The defer
statement is going mainstream. Go has it's own special defer which only fires on function end, otherwise defer
has consistent "execute at scope end" semantics. Swift, Zig, Jai, Nim and Odin all use defer in this manner.
The problems with implementing defer
is similar to implementing destructors for stack allocated objects in C++, although the presence of virtual functions complicates things.
I couldn't find anyone describing how defer
is done in other compilers so when working on a version of it for C2 I had to make it up as I went along.
For posterity's sake I thought it might be interesting to do a writeup on how defer was implemented.
Setting the rules
First up there are lots of different possible rules to adapt defer to. The original draft of this article would handle goto
across defers. C2 retains goto
, and for a long time, so did C3 – so this was important to make the article complete. However goto
adds much complexity to defer which made the article both much longer and harder to follow.

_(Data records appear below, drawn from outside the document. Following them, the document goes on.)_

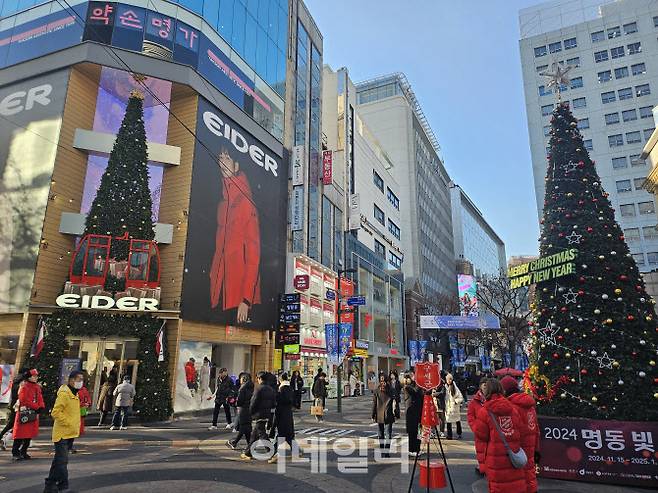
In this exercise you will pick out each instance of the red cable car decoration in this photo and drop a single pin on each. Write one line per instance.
(91, 263)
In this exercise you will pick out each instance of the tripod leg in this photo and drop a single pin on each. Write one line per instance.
(445, 462)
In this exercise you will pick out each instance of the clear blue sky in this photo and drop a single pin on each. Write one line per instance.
(462, 60)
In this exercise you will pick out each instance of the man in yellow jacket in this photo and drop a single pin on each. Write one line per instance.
(66, 416)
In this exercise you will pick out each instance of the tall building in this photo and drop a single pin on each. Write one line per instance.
(612, 48)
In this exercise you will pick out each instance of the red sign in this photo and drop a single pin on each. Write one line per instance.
(617, 452)
(327, 167)
(428, 375)
(301, 282)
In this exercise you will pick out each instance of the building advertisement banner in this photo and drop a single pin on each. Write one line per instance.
(617, 452)
(235, 258)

For that reason we'll limit ourselves to return
, continue
, break
and labelled versions of the latter. If there is interest I can go into details on how to add defer for goto
in another article.
Handling early exit
The first issue in defer
is the early exit:
void test()
{
defer printf("A");
if (rand() % 2 == 0) return;
printf("B");
}
Every return
needs to inline the defer at the end, so this is lowered to:
void test()
{
if (rand() % 2 == 0)
{
printf("A");
return;
}
printf("B");
printf("A");
}
For break
and continue
this is handled similar to return
but only part of the defers may be inlined at the point of the break:
void test()
{
defer printf("A");
while (true)
{
defer printf("B");
{
defer printf("C");
if (rand() % 2 == 0) break;
}
}
}
And the inlined version:
void test()
{
while (true)
{
{
if (rand() % 2 == 0)
{
printf("C");
printf("B");
break;
}
printf("C");
}
printf("B");
}
printf("A");
}
We also have the labelled version of break. (I'll stick to the java-style labelled break syntax here)
void test()
{
defer printf("A");
FOO: while (true)
{
defer printf("B");
while (true)
{
defer printf("C");
if (rand() % 2 == 0) break FOO;
}
}
}
This is again lowered to:
void test()
{
FOO: while (true)
{
while (true)
{
if (rand() % 2 == 0)
{
printf("C");
printf("B");
break FOO;
}
printf("C");
}
printf("B");
}
printf("A");
}
So as we see it's sufficient to keep a list of the defers and then inline the defer statements in reverse order where we encounter a break
continue
or return
.
Putting it all together
So now we've listed all the things we need to solve. How do we put it together? Here's the algorithm I used:
- For each defer, keep a pointer back to the previously active defer.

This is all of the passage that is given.